@Corlove13
To introduce myself, im an Eastern Orthodox person. We and Catholics have many similar concepts, I just want to clarify that in Orthodoxy, we don’t share the Catholic view of papal authority.
To answer you question
The Ontological Reality of Transformation of Substance
The Orthodox Church, rooted in the mindset of the apostolic tradition, confesses the Eucharist as the true Body and Blood of Christ, effected through the invocation of the Holy Spirit in the Divine Liturgy. This sacrament is no mere sign, as often posited in Reformed theology following Zwingli or Calvin’s pneumatic presence, but a real, ontological transformation of the elements’ substance into Christ’s deified flesh and blood, while their accidents persist. St. John of Damascus (a theologian) in De Fide Orthodoxa teaches that “The bread and wine are not a figure of the Body and Blood of Christ, God forbid, but the very Body of the Lord, hypostatically united to His divinity”. This transformation of substance is grounded in the hypostatic union, whereby the Eucharist becomes a participation in the divine energies of God.
If u look into the Reformed part, it often limits the Eucharist to a memorialist remembrance, the Orthodox Church affirm that Christ’s words-
“This is My Body” in Matt 26:26, speaks loud and clear
Scriptural and Patristic foundation
Scripture, as the God-breathed testimony of the Spirit, undergirds the Orthodox confession of the real presence.
In John 6:53-56 Christ declares that
“Unless you east the flesh of the Son of Man and drink His blood, you have no life in you…My flesh is true food, and My blood is true drink.”
These words, far from parabolic, are fulfilled in the mystical supper, where Christ identifies the bread and wine as His Body and Blood in Luke 22:19-20/ The apostolic Church, as evidenced in Acts 2:24 and 1 Cor 10:16 understood the participation in the Eucharist as a real communion with Christ’s body and blood. St. Cyril of Jerusalem in his Mystagogical Catechesis, exhorts “Do not regard the bread and wine are mere elements, for they are, by the Lord’s activity, the Body and Blood of Christ”.

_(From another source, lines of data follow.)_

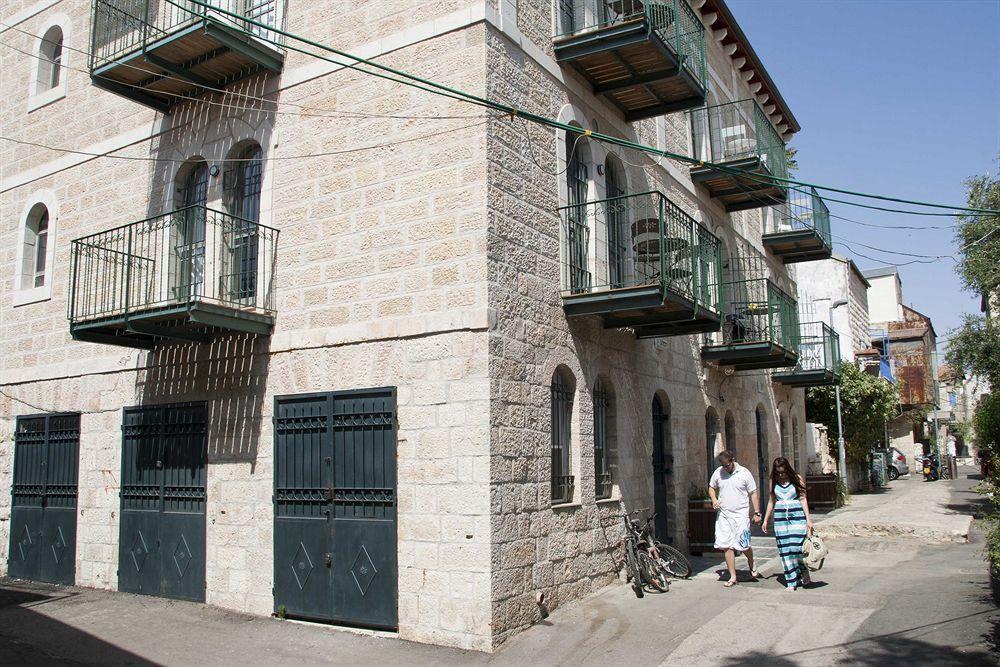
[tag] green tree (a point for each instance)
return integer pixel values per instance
(867, 402)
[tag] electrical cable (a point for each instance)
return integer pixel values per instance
(454, 93)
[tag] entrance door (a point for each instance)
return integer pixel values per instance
(162, 541)
(762, 474)
(662, 460)
(335, 507)
(43, 498)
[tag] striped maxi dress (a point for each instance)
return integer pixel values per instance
(790, 531)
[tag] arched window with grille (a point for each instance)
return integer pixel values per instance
(562, 390)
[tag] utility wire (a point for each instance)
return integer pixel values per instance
(454, 93)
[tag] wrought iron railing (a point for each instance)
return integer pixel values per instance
(735, 131)
(819, 348)
(121, 27)
(758, 311)
(803, 210)
(639, 240)
(192, 254)
(673, 21)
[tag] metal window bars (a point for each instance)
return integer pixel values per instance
(803, 210)
(755, 309)
(191, 254)
(562, 411)
(121, 27)
(736, 131)
(673, 21)
(636, 241)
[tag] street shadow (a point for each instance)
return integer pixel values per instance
(29, 638)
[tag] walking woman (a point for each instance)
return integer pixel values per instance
(792, 522)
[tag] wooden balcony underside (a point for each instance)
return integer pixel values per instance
(739, 192)
(633, 68)
(797, 245)
(750, 356)
(183, 64)
(194, 321)
(652, 309)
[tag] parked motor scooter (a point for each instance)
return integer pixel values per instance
(931, 468)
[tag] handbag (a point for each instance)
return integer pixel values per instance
(814, 551)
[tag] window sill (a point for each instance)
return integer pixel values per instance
(23, 297)
(46, 98)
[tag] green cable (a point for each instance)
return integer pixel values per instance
(454, 93)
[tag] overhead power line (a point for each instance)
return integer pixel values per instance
(430, 85)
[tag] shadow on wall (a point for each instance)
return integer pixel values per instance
(231, 374)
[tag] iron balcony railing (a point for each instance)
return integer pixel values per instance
(121, 27)
(737, 131)
(803, 210)
(819, 348)
(673, 21)
(637, 241)
(758, 311)
(168, 261)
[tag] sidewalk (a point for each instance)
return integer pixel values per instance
(909, 507)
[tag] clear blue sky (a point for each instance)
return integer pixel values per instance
(894, 97)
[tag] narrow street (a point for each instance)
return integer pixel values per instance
(879, 599)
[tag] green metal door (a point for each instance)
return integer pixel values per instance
(162, 540)
(44, 497)
(335, 507)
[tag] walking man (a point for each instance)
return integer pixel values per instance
(733, 491)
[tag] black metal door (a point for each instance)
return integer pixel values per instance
(335, 507)
(43, 498)
(162, 541)
(662, 460)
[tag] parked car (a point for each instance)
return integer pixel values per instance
(896, 463)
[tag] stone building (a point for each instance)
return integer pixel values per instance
(343, 349)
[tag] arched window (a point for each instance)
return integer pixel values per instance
(662, 464)
(562, 413)
(605, 444)
(49, 60)
(189, 250)
(242, 185)
(730, 432)
(34, 256)
(577, 228)
(711, 441)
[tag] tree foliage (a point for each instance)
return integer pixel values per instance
(867, 402)
(978, 237)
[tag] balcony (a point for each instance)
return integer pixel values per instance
(746, 151)
(760, 327)
(640, 261)
(189, 275)
(160, 52)
(647, 58)
(819, 358)
(799, 229)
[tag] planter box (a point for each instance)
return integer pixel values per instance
(701, 527)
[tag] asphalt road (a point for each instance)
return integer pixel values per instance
(878, 600)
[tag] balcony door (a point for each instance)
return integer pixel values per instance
(240, 279)
(189, 250)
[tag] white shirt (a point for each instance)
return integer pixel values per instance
(734, 488)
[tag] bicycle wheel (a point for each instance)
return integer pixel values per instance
(653, 572)
(673, 561)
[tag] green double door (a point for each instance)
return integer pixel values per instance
(44, 498)
(335, 507)
(163, 494)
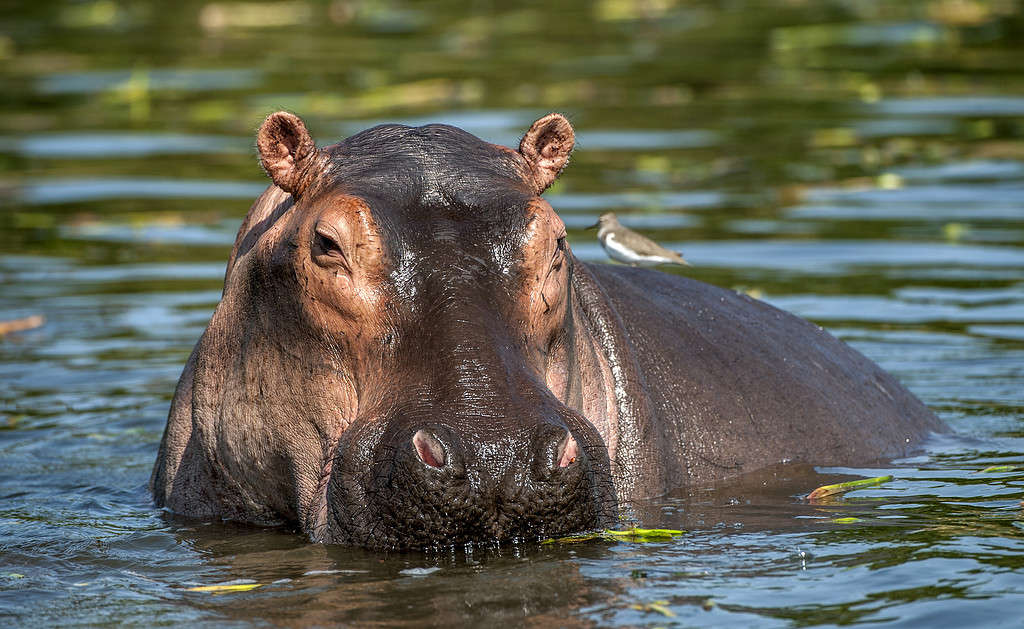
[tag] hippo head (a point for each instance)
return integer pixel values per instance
(392, 362)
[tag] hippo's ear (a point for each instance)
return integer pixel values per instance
(286, 151)
(547, 147)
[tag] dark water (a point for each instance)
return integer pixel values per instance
(858, 163)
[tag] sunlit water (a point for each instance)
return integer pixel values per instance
(859, 164)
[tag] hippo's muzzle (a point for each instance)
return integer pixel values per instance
(423, 486)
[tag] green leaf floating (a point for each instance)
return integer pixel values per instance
(630, 535)
(842, 488)
(997, 468)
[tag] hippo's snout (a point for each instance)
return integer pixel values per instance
(436, 487)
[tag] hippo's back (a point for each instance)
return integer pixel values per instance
(736, 384)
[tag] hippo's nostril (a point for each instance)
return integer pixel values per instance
(429, 449)
(567, 451)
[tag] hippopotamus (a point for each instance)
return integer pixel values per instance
(408, 354)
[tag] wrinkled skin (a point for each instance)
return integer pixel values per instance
(408, 354)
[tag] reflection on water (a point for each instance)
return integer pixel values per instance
(859, 164)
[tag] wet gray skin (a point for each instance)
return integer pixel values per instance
(408, 354)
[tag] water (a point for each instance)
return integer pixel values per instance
(859, 164)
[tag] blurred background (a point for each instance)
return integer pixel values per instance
(857, 162)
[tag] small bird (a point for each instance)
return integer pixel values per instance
(627, 246)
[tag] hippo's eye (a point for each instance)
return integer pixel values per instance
(326, 249)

If we look at the Reformed reliance on sola scriptura, which may reduce the Eucharist to a cognitive act, the Orthodox integrate Scripture with the patristic consensus, ensuring fidelity to the fullness of divine revelation.
Experience
Your concern that a lack of experienced divine presence in communion may reflect a misalignment with Scripture or personal ignorance
resonates with the Orthodox call for repentance and contemplative vision.

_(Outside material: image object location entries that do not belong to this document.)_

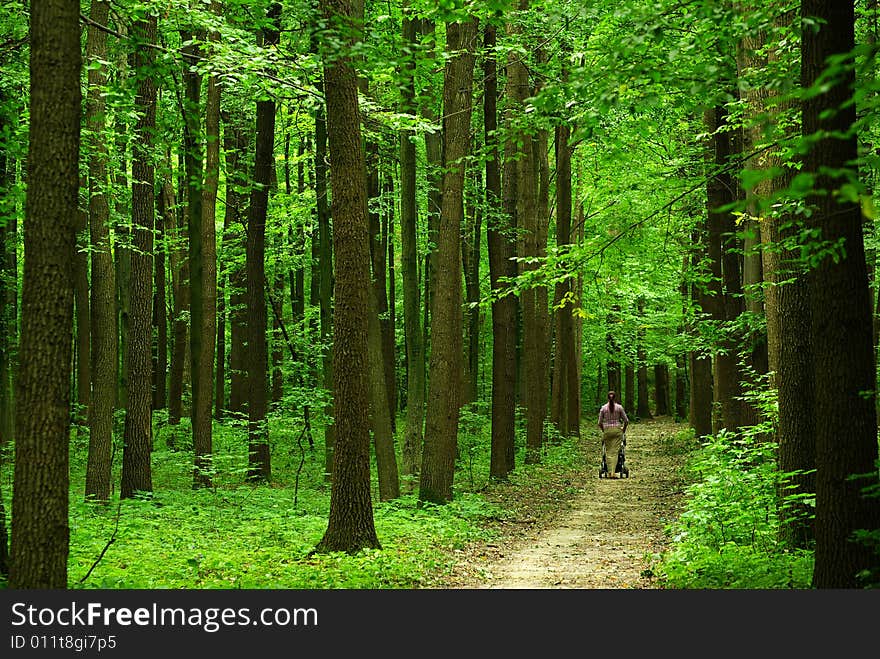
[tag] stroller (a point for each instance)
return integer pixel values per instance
(622, 468)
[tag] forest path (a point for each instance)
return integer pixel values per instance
(604, 537)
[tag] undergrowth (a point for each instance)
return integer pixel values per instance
(727, 536)
(239, 535)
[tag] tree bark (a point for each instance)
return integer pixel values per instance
(501, 247)
(415, 356)
(350, 526)
(444, 378)
(203, 260)
(104, 348)
(40, 529)
(844, 371)
(259, 457)
(136, 470)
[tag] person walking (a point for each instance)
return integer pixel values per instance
(613, 422)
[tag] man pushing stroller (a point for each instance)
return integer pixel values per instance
(613, 423)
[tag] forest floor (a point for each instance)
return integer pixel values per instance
(584, 531)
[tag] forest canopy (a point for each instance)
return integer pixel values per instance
(358, 252)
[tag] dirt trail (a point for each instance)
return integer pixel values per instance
(604, 538)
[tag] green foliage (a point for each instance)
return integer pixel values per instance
(727, 536)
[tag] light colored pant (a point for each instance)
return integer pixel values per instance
(612, 437)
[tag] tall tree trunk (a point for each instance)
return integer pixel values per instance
(136, 471)
(534, 389)
(643, 406)
(724, 264)
(629, 395)
(415, 356)
(83, 326)
(661, 388)
(104, 348)
(701, 395)
(8, 302)
(180, 284)
(40, 530)
(326, 284)
(259, 458)
(444, 376)
(501, 246)
(233, 244)
(844, 371)
(470, 259)
(434, 166)
(564, 379)
(350, 526)
(203, 264)
(160, 313)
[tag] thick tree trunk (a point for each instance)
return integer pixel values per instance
(444, 376)
(136, 471)
(844, 371)
(350, 526)
(40, 529)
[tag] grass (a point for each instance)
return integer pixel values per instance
(239, 535)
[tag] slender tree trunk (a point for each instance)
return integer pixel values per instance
(259, 457)
(565, 376)
(104, 345)
(844, 371)
(415, 357)
(8, 303)
(724, 263)
(501, 248)
(136, 471)
(661, 387)
(160, 314)
(441, 425)
(203, 258)
(233, 244)
(326, 283)
(434, 165)
(83, 326)
(350, 526)
(180, 284)
(40, 530)
(470, 258)
(701, 395)
(629, 396)
(643, 407)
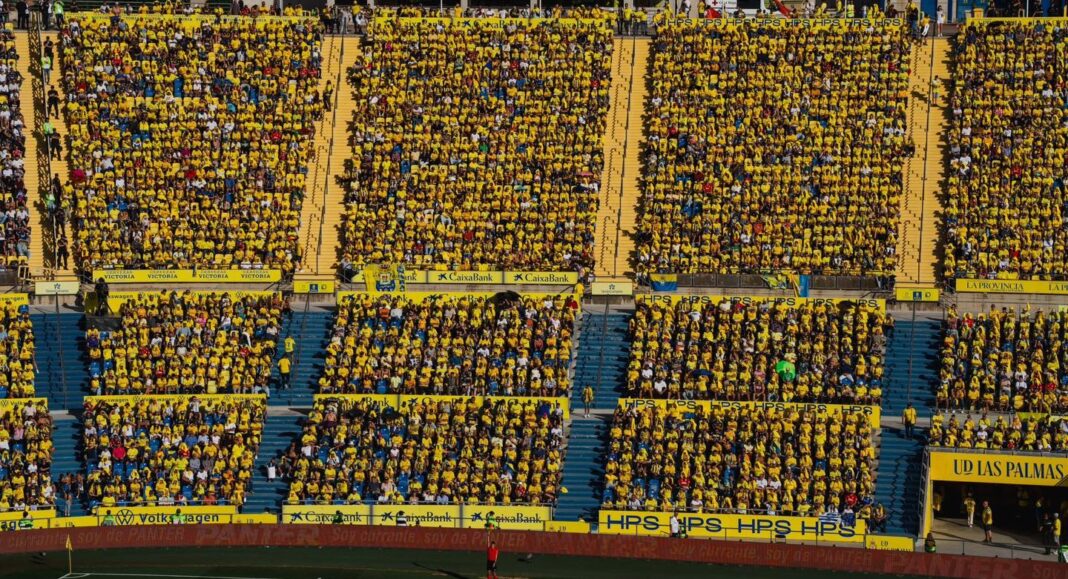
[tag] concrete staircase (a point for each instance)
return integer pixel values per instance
(602, 356)
(312, 332)
(583, 468)
(623, 138)
(280, 431)
(900, 478)
(62, 369)
(30, 71)
(42, 253)
(66, 437)
(324, 201)
(924, 173)
(914, 343)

St. Paul’s admonition in 1 Cor 11:27-29 that partaking without discering the soma (body) incurs judgement, presupposes the Eucharist’s objective reality, independent of subjective preception. The Orthodox doctrin of ex opere operato (from the work performed) affirms that the sacrament’s efficacy stems from God’s cooperation with the Church’s liturgical act, not the recipient’s faith alone, as emphasized in the Reformed theology (in the Reformed theology, what u said aligns with ex opere operantis)

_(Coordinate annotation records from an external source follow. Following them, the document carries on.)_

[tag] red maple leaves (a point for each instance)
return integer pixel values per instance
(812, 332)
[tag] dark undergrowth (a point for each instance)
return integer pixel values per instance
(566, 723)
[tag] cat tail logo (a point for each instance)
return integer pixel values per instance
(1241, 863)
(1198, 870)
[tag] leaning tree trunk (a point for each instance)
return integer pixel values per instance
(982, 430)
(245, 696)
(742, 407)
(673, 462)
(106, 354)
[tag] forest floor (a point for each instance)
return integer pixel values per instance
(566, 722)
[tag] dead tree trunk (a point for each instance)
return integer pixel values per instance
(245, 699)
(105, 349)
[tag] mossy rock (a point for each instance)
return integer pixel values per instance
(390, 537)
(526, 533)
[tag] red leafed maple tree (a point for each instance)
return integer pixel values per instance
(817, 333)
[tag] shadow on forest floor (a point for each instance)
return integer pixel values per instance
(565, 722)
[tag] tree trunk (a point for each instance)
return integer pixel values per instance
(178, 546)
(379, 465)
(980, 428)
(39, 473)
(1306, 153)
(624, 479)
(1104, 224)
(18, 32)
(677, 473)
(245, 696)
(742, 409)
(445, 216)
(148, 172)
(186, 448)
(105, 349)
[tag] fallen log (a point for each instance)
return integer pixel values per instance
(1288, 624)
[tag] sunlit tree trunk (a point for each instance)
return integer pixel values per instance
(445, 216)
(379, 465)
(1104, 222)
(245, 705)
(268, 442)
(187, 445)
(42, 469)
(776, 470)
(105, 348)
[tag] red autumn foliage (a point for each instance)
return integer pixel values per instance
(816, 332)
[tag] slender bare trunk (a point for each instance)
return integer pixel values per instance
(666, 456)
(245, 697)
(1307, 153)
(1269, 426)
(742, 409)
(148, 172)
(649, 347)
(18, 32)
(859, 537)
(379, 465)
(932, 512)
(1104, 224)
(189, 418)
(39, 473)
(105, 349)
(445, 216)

So here i give u the two views.
The One i talked about what the Orthodox’s view of ex opere operato, which i again emphasize that, sacrament’s efficacy stems from God’s cooperation with the Church’s liturgical act, not the recipient’s faith alone.
If, as you note, some experience only @bread and wine@ this may indicate a deficiency in spiritual disciple or catechetical formation, but it does not negate the real being of Christ’s presence. St. Gregory Palamas (a theologian) teaches in his Triads, the Eucharist is a medicine of immortality, conveying divine grace through participation in Christ’s deified humanity.
Reformed Symbolic Interpretation
While the Reformed tradition honors God’s sovereignty and role of Faith, its symbolic or spiritualizing interpretation risks attenuating the incarnational realism central to the Gospel.
Calvin’s view of a “spiritual presence” received through faith, or Zwingli’s memorialist framework, diverges from the patrsitic affirmation of the Eucharist as a theophany (divine manifestation). St. Ignatius of Antioch, in Epistle to the Smyrnaeans condemns those who deny the Eucharist as Christ’s flesh, linking such views to docetic heresies that undermine the divine economy of the Incarnation. The Orthodox, by contrast, uphold the Eucharist as the eschatological fulfilment of Christ’s promise to abide with His Church in Matt 28:20 realised in the liturgical assembly.
If you want help u can @ and i can help you in understanding certain parts or concepts. I like teaching.